Testimone del Vangelo 

Saldamente legati alle ultime parole di Gesù e alla sua testimonianza “vogliamo, come comunità ecclesiale, seguire le sue orme e affidare il nostro fratello alle mani del Padre: che queste mani di misericordia trovino la sua lampada accesa con l’olio del Vangelo, che egli ha sparso e testimoniato durante la sua vita”, dice Papa Francesco.

Cita infine San Gregorio Magno che, al termine della Regola pastorale, invitava ed esortava un amico a offrirgli compagnia spirituale: “In mezzo alle tempeste della mia vita, mi conforta la fiducia che tu mi terrai a galla sulla tavola delle tue preghiere, e che, se il peso delle mie colpe mi abbatte e mi umilia, tu mi presterai l’aiuto dei tuoi meriti per sollevarmi”.

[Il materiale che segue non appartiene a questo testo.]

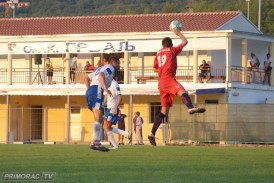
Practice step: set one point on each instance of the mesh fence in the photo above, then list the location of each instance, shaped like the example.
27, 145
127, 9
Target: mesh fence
222, 123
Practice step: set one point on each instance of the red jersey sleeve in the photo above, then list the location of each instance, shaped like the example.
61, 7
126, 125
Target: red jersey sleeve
155, 65
177, 49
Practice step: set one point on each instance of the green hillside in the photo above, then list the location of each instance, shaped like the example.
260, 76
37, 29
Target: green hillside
46, 8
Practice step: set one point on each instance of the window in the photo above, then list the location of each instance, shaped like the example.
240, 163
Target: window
75, 109
211, 101
155, 108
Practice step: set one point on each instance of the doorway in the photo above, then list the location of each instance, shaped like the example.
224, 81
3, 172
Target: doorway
36, 122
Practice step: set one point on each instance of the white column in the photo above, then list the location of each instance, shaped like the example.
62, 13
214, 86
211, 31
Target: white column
67, 68
29, 58
9, 67
244, 60
141, 58
130, 112
126, 68
228, 59
67, 130
195, 66
7, 118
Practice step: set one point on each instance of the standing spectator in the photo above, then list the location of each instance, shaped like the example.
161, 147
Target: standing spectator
121, 126
111, 116
205, 72
73, 67
138, 128
255, 64
267, 68
165, 63
49, 68
88, 67
97, 83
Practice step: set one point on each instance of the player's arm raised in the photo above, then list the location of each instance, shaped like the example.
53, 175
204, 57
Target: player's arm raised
181, 36
87, 81
103, 82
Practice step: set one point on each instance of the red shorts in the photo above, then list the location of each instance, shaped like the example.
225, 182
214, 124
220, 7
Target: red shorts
168, 89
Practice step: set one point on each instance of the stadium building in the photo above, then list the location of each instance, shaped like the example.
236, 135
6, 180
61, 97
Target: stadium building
33, 110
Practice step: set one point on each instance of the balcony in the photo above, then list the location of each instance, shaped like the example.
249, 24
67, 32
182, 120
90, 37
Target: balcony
136, 76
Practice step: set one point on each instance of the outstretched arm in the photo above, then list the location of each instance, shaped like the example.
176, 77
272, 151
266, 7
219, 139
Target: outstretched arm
181, 36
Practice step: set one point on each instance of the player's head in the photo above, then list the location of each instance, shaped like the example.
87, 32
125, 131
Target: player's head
115, 62
167, 42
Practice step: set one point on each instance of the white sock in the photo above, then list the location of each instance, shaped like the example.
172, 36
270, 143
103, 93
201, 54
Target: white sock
96, 132
112, 139
118, 131
100, 133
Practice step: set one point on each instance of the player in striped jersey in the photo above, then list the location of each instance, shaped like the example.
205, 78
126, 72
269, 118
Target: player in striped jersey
165, 63
97, 83
111, 116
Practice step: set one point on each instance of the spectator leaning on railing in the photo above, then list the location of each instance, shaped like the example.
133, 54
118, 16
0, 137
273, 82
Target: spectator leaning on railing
267, 68
254, 64
205, 72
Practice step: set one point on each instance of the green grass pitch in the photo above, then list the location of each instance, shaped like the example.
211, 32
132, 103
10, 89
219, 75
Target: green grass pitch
77, 163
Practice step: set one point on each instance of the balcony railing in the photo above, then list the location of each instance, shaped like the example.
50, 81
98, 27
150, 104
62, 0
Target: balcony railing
136, 75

È la consapevolezza del Pastore che non può portare da solo quello che, in realtà, mai potrebbe sostenere da solo e, perciò, sa abbandonarsi alla preghiera e alla cura del popolo che gli è stato affidato.

Il Papa durante la Messa funebre

“Benedetto, fedele amico dello Sposo”

“Il Popolo fedele di Dio che, riunito, accompagna e affida la vita di chi è stato suo pastore”, prosegue il Pontefice. “Come le donne del Vangelo al sepolcro, siamo qui con il profumo della gratitudine e l’unguento della speranza per dimostrargli, ancora una volta, l’amore che non si perde; vogliamo farlo con la stessa unzione, sapienza, delicatezza e dedizione che egli ha saputo elargire nel corso degli anni”.  

Benedetto, fedele amico dello Sposo, che la tua gioia sia perfetta nell’udire definitivamente e per sempre la sua voce!